"The contemplation of things as they are without substitution or imposture without error or confusion is in itself a nobler thing than a whole harvest of invention."
Dorothea Lange hung this quote from Francis Bacon outside her darkroom. It exemplifies her approach to the art of photography. It is a fancier way of describing one my own tenets, Play it as it lays.
I was reminded of Bacon's quote and its relation to Lange as I was editing this day's meager shoot. It wasn't really a shooting day; I was killing time at the sculpture garden at the Joslyn Art Museum in Omaha, waiting to find out the results of a disciplinary meeting my son was enduring with the student integrity bureaucrats at Creighton University. My mind wasn't very receptive to the artworks, but this praying mantis on the placard for Oedipus at Colonnus stopped me in my tracks -- stopped me in a way that the arty "whole harvest of invention" could not.
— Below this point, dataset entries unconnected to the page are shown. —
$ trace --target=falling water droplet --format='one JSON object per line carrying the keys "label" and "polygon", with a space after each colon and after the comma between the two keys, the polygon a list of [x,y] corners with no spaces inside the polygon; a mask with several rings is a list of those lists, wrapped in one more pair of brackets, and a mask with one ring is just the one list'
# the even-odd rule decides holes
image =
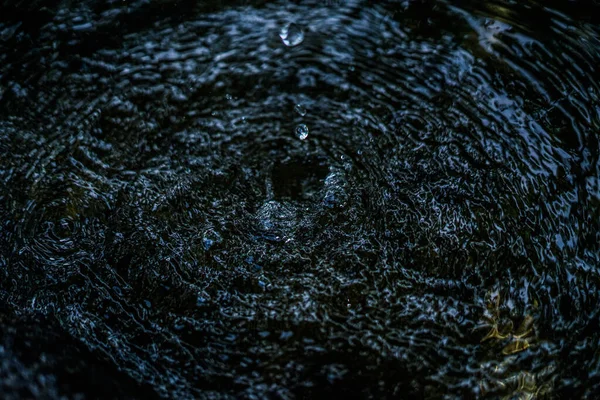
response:
{"label": "falling water droplet", "polygon": [[304,40],[304,31],[293,22],[285,25],[279,31],[279,37],[287,47],[298,46]]}
{"label": "falling water droplet", "polygon": [[304,140],[308,137],[308,126],[300,124],[296,127],[296,137],[300,140]]}
{"label": "falling water droplet", "polygon": [[306,115],[306,108],[304,108],[302,104],[296,104],[296,106],[294,107],[294,111],[296,111],[303,117]]}

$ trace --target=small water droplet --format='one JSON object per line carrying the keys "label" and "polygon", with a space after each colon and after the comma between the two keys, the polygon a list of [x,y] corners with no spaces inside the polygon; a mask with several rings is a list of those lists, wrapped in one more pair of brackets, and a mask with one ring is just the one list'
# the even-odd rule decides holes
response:
{"label": "small water droplet", "polygon": [[233,96],[232,96],[232,95],[230,95],[229,93],[227,93],[227,94],[225,95],[225,98],[226,98],[227,100],[231,100],[231,99],[233,99]]}
{"label": "small water droplet", "polygon": [[215,230],[208,230],[204,233],[204,237],[202,238],[202,244],[204,245],[204,250],[210,250],[215,244],[221,243],[221,235]]}
{"label": "small water droplet", "polygon": [[303,117],[306,115],[306,108],[304,108],[302,104],[296,104],[296,106],[294,107],[294,111],[296,111]]}
{"label": "small water droplet", "polygon": [[285,25],[279,31],[279,37],[287,47],[298,46],[304,40],[304,31],[293,22]]}
{"label": "small water droplet", "polygon": [[308,137],[308,126],[300,124],[296,127],[296,137],[300,140],[304,140]]}

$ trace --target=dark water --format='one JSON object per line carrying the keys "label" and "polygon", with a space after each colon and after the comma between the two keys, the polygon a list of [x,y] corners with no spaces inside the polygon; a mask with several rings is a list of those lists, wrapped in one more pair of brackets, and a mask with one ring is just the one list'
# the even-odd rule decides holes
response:
{"label": "dark water", "polygon": [[599,16],[5,1],[2,397],[597,398]]}

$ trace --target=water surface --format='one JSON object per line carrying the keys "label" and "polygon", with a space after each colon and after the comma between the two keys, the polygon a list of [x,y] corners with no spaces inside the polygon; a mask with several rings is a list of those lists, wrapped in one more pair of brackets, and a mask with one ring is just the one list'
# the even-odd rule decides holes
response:
{"label": "water surface", "polygon": [[595,398],[600,9],[0,6],[5,398]]}

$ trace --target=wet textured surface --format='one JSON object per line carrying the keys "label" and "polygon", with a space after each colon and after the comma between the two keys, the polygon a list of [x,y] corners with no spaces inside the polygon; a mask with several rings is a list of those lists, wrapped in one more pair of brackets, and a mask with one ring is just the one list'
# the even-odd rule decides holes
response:
{"label": "wet textured surface", "polygon": [[5,1],[3,398],[600,395],[600,8]]}

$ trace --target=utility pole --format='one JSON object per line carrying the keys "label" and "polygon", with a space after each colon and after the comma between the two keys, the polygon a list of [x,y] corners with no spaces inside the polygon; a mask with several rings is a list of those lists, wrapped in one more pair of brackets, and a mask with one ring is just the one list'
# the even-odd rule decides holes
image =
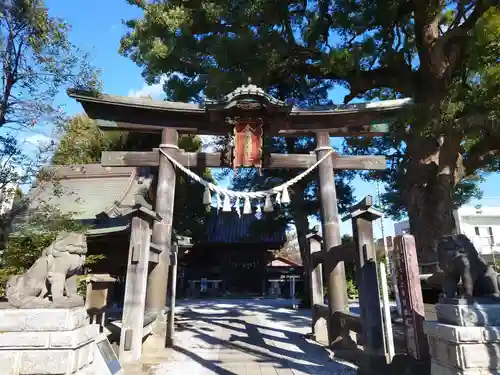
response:
{"label": "utility pole", "polygon": [[392,287],[394,289],[394,296],[396,297],[396,308],[398,310],[398,316],[403,316],[403,311],[401,309],[401,299],[399,298],[399,291],[397,287],[397,281],[396,281],[396,273],[394,272],[394,263],[392,262],[392,259],[389,257],[389,249],[387,248],[387,240],[385,238],[385,232],[384,232],[384,219],[385,219],[385,210],[383,209],[382,205],[382,198],[380,194],[380,182],[377,181],[376,183],[377,186],[377,200],[378,200],[378,205],[381,208],[382,213],[384,216],[380,218],[380,232],[382,234],[382,241],[383,241],[383,246],[384,246],[384,255],[385,259],[387,262],[387,265],[389,266],[389,272],[391,273],[391,280],[392,280]]}

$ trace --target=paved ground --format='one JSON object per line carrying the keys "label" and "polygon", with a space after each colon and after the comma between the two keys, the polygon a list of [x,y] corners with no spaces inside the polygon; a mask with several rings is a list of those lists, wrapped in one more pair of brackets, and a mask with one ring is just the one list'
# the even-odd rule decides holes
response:
{"label": "paved ground", "polygon": [[329,359],[303,335],[310,313],[288,300],[183,301],[175,347],[154,375],[354,375],[355,368]]}

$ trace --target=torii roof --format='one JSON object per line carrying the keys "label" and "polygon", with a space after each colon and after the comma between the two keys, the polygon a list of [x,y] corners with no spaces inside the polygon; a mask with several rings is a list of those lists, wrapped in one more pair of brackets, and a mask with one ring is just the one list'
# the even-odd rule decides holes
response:
{"label": "torii roof", "polygon": [[[380,135],[398,113],[411,104],[411,99],[386,100],[372,103],[300,108],[273,98],[262,88],[248,84],[238,87],[222,100],[204,103],[181,103],[69,91],[80,102],[87,115],[103,129],[157,132],[175,128],[181,133],[228,134],[231,125],[225,122],[228,111],[248,114],[245,102],[260,104],[267,118],[269,133],[279,135],[312,134],[329,131],[332,135]],[[237,104],[241,105],[238,106]],[[268,130],[269,130],[268,129]]]}

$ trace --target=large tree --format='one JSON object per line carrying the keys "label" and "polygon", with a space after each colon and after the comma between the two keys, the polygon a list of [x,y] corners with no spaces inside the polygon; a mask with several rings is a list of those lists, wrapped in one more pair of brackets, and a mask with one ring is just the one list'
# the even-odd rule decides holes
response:
{"label": "large tree", "polygon": [[[69,25],[42,0],[0,3],[0,191],[5,198],[31,184],[48,160],[47,129],[64,121],[56,97],[69,87],[98,90],[97,72],[68,40]],[[45,132],[45,133],[44,133]],[[35,140],[29,142],[28,139]],[[7,225],[23,209],[0,216]]]}
{"label": "large tree", "polygon": [[399,178],[424,263],[454,228],[459,182],[496,165],[497,1],[129,2],[144,17],[127,22],[122,52],[152,83],[170,74],[177,99],[219,97],[248,76],[302,103],[334,85],[346,103],[413,98],[392,127],[386,149],[402,162],[388,181]]}

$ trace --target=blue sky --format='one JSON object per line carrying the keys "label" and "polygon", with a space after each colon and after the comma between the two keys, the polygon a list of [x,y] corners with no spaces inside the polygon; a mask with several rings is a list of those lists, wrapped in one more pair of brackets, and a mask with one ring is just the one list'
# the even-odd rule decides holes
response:
{"label": "blue sky", "polygon": [[[94,66],[102,71],[103,91],[116,95],[151,94],[153,97],[161,95],[161,87],[148,87],[141,77],[141,70],[128,58],[118,53],[120,38],[125,32],[122,20],[135,18],[141,15],[138,8],[132,7],[125,0],[86,0],[61,1],[46,0],[52,16],[65,19],[71,26],[70,38],[72,42],[92,56]],[[334,90],[332,99],[341,103],[346,91]],[[66,97],[65,93],[57,100],[66,107],[69,114],[82,111],[78,103]],[[44,129],[46,134],[50,129]],[[376,186],[359,179],[354,182],[355,194],[358,199],[371,194],[376,196]],[[482,184],[484,190],[483,205],[500,205],[500,174],[488,176]],[[498,197],[498,199],[497,199]],[[200,197],[201,199],[201,197]],[[476,202],[473,202],[476,204]],[[384,221],[386,235],[394,233],[392,221]],[[380,223],[374,227],[375,235],[380,234]],[[350,224],[344,223],[342,233],[351,231]]]}

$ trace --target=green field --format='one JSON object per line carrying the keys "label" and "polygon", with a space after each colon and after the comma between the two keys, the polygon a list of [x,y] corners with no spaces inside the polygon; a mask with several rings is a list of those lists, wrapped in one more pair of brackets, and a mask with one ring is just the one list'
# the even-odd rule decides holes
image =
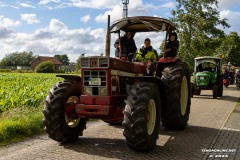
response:
{"label": "green field", "polygon": [[0,146],[43,132],[41,110],[55,74],[0,73]]}
{"label": "green field", "polygon": [[0,73],[0,112],[17,107],[38,107],[61,78],[54,74]]}

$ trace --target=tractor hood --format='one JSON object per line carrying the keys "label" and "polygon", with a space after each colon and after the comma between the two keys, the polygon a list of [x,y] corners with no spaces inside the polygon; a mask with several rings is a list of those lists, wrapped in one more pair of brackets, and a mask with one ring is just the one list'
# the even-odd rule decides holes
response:
{"label": "tractor hood", "polygon": [[206,76],[206,77],[210,77],[210,72],[208,71],[203,71],[203,72],[197,72],[197,76]]}
{"label": "tractor hood", "polygon": [[161,32],[167,30],[175,30],[175,26],[167,19],[158,17],[127,17],[117,20],[110,27],[112,33],[122,31],[130,32]]}

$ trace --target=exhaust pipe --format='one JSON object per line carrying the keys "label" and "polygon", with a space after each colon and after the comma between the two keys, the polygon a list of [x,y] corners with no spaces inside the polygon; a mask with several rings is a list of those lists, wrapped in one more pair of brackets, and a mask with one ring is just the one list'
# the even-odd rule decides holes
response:
{"label": "exhaust pipe", "polygon": [[108,24],[107,24],[107,34],[106,34],[106,44],[105,44],[105,56],[110,57],[110,15],[108,15]]}

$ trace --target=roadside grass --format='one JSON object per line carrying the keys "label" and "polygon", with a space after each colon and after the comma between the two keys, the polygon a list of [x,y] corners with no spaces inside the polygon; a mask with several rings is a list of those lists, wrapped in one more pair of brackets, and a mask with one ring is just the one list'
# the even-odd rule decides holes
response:
{"label": "roadside grass", "polygon": [[44,132],[42,105],[14,108],[0,114],[0,146]]}

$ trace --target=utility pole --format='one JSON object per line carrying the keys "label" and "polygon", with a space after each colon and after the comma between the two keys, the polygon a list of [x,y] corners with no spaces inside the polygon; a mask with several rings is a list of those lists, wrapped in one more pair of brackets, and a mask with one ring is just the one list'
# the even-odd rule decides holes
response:
{"label": "utility pole", "polygon": [[129,0],[122,0],[122,4],[123,4],[123,18],[128,17],[128,4],[129,4]]}

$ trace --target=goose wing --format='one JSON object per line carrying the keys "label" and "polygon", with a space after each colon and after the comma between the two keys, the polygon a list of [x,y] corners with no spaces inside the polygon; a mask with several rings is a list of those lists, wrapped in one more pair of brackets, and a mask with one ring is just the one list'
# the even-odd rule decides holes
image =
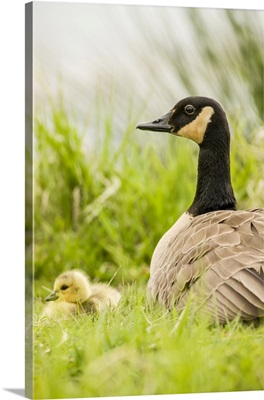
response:
{"label": "goose wing", "polygon": [[195,217],[155,256],[148,295],[182,310],[194,294],[220,322],[264,316],[264,210],[215,211]]}

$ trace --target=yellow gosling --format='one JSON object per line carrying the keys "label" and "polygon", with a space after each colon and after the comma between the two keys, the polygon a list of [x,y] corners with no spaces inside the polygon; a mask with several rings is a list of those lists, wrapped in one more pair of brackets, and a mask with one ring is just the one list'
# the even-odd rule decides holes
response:
{"label": "yellow gosling", "polygon": [[97,313],[106,308],[115,308],[120,293],[110,286],[92,284],[82,271],[72,270],[57,277],[53,292],[46,297],[43,316],[53,319],[67,319],[79,314]]}

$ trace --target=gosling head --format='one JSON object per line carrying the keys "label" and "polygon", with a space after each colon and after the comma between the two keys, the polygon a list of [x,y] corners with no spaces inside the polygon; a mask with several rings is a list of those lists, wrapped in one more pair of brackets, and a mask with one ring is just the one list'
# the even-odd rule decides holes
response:
{"label": "gosling head", "polygon": [[53,292],[45,301],[83,303],[92,295],[89,278],[78,270],[64,272],[55,280]]}

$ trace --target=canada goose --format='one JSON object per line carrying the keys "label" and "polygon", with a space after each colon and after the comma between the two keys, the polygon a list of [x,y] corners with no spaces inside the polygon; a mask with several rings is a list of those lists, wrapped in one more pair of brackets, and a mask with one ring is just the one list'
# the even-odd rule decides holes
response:
{"label": "canada goose", "polygon": [[169,132],[199,147],[196,194],[154,250],[148,298],[183,310],[189,295],[212,321],[264,316],[264,209],[236,210],[230,131],[220,104],[187,97],[137,126]]}
{"label": "canada goose", "polygon": [[106,284],[91,284],[82,271],[63,272],[55,280],[53,292],[45,299],[52,303],[45,307],[44,315],[67,318],[80,313],[96,313],[116,307],[120,298],[120,293]]}

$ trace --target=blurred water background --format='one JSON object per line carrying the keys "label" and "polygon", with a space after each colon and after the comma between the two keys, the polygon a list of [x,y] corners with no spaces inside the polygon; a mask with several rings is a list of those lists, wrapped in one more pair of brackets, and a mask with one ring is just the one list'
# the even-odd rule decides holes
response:
{"label": "blurred water background", "polygon": [[119,138],[204,95],[250,130],[264,119],[263,27],[263,11],[34,3],[35,111],[48,120],[63,101],[93,146],[102,115]]}

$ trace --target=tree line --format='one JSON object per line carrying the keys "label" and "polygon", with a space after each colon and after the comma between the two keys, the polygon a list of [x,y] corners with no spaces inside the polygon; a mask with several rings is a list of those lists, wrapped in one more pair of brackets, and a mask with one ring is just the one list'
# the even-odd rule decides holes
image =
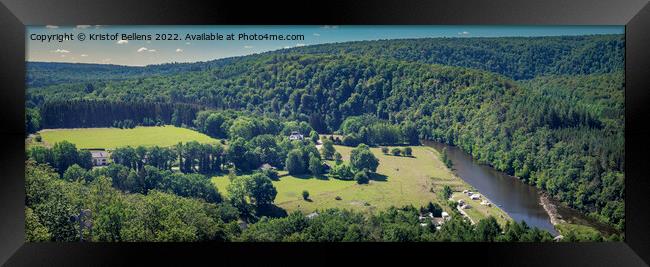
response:
{"label": "tree line", "polygon": [[[243,200],[252,206],[267,205],[275,197],[264,174],[235,176],[234,201],[210,202],[152,189],[146,194],[124,192],[112,185],[110,175],[93,180],[62,179],[50,166],[28,160],[26,178],[26,237],[34,241],[551,241],[548,232],[525,223],[501,227],[492,217],[471,225],[460,214],[437,230],[421,226],[418,216],[440,207],[391,207],[366,215],[341,209],[319,212],[314,218],[292,213],[280,218],[262,216],[242,228],[246,215],[238,208]],[[148,166],[147,166],[148,167]],[[147,168],[145,167],[145,168]],[[91,172],[98,172],[92,170]],[[87,175],[87,174],[86,174]],[[86,176],[85,175],[85,176]],[[258,193],[256,193],[258,192]],[[70,220],[89,210],[92,226],[79,229]]]}

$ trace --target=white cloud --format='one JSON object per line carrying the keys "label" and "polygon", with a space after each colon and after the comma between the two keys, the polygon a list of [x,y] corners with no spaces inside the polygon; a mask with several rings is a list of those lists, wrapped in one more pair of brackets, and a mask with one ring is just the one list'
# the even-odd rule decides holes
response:
{"label": "white cloud", "polygon": [[459,32],[458,35],[469,35],[469,32]]}
{"label": "white cloud", "polygon": [[117,44],[128,44],[129,40],[119,40],[117,41]]}
{"label": "white cloud", "polygon": [[143,52],[143,51],[147,51],[147,50],[149,50],[149,49],[147,49],[146,47],[140,47],[140,48],[138,48],[138,53]]}
{"label": "white cloud", "polygon": [[87,56],[88,56],[88,55],[86,55],[86,54],[81,54],[81,57],[87,57]]}
{"label": "white cloud", "polygon": [[186,45],[190,45],[190,42],[185,42]]}
{"label": "white cloud", "polygon": [[323,29],[336,29],[336,28],[338,28],[338,27],[339,27],[339,26],[337,26],[337,25],[325,25],[325,26],[323,26],[322,28],[323,28]]}
{"label": "white cloud", "polygon": [[156,52],[156,49],[149,49],[149,50],[147,50],[147,52],[153,53],[153,52]]}
{"label": "white cloud", "polygon": [[77,25],[77,29],[88,29],[90,25]]}
{"label": "white cloud", "polygon": [[303,44],[303,43],[297,43],[297,44],[295,44],[295,45],[289,45],[289,46],[285,46],[285,47],[283,47],[283,48],[284,48],[284,49],[288,49],[288,48],[301,47],[301,46],[306,46],[306,44]]}
{"label": "white cloud", "polygon": [[57,50],[52,50],[52,53],[70,53],[70,51],[59,48]]}
{"label": "white cloud", "polygon": [[314,36],[320,36],[320,33],[314,33]]}
{"label": "white cloud", "polygon": [[148,43],[148,44],[150,44],[150,43],[151,43],[151,41],[147,41],[147,43]]}
{"label": "white cloud", "polygon": [[251,49],[251,48],[253,48],[253,46],[252,45],[245,45],[244,48]]}
{"label": "white cloud", "polygon": [[45,25],[45,28],[48,28],[48,29],[58,29],[59,26],[56,26],[56,25]]}
{"label": "white cloud", "polygon": [[176,53],[181,53],[181,52],[183,52],[183,49],[176,48]]}
{"label": "white cloud", "polygon": [[61,57],[65,57],[65,55],[61,55]]}
{"label": "white cloud", "polygon": [[102,59],[102,62],[104,62],[104,63],[106,63],[106,62],[109,62],[109,61],[111,61],[111,59],[110,59],[110,58],[105,58],[105,59]]}

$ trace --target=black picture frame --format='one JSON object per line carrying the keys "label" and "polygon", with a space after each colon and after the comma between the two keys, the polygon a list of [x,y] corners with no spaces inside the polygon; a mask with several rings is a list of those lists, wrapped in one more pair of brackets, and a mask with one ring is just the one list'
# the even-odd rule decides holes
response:
{"label": "black picture frame", "polygon": [[[350,257],[414,264],[647,266],[650,214],[644,164],[650,149],[650,5],[635,1],[372,1],[265,3],[0,0],[0,262],[7,265],[323,264]],[[625,25],[624,242],[601,243],[25,243],[24,103],[26,25]],[[289,260],[289,261],[287,261]],[[267,265],[264,264],[264,265]]]}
That's why I love photography: to be immersed in the experience of seeing. I lifted my camera to take this shot and in that instant I experienced multiple levels of seeing and the significance of what I was seeing: The live, soft insect resting on the hard man-made placard, the idea of prayer on the placard that resembles a tombstone, the tiny penis on the statue (that you can't see in the photograph) and the female mantis's consumption of the male after mating, and a sort of glimpse of The World Without Us.
In the play Oedipus at Colonnus, an old and blind Oedipus says, "It is I who have come here, friends. I whose ears are his eyes, as they say about the blind!"
For me, it is I whose eyes are his ears.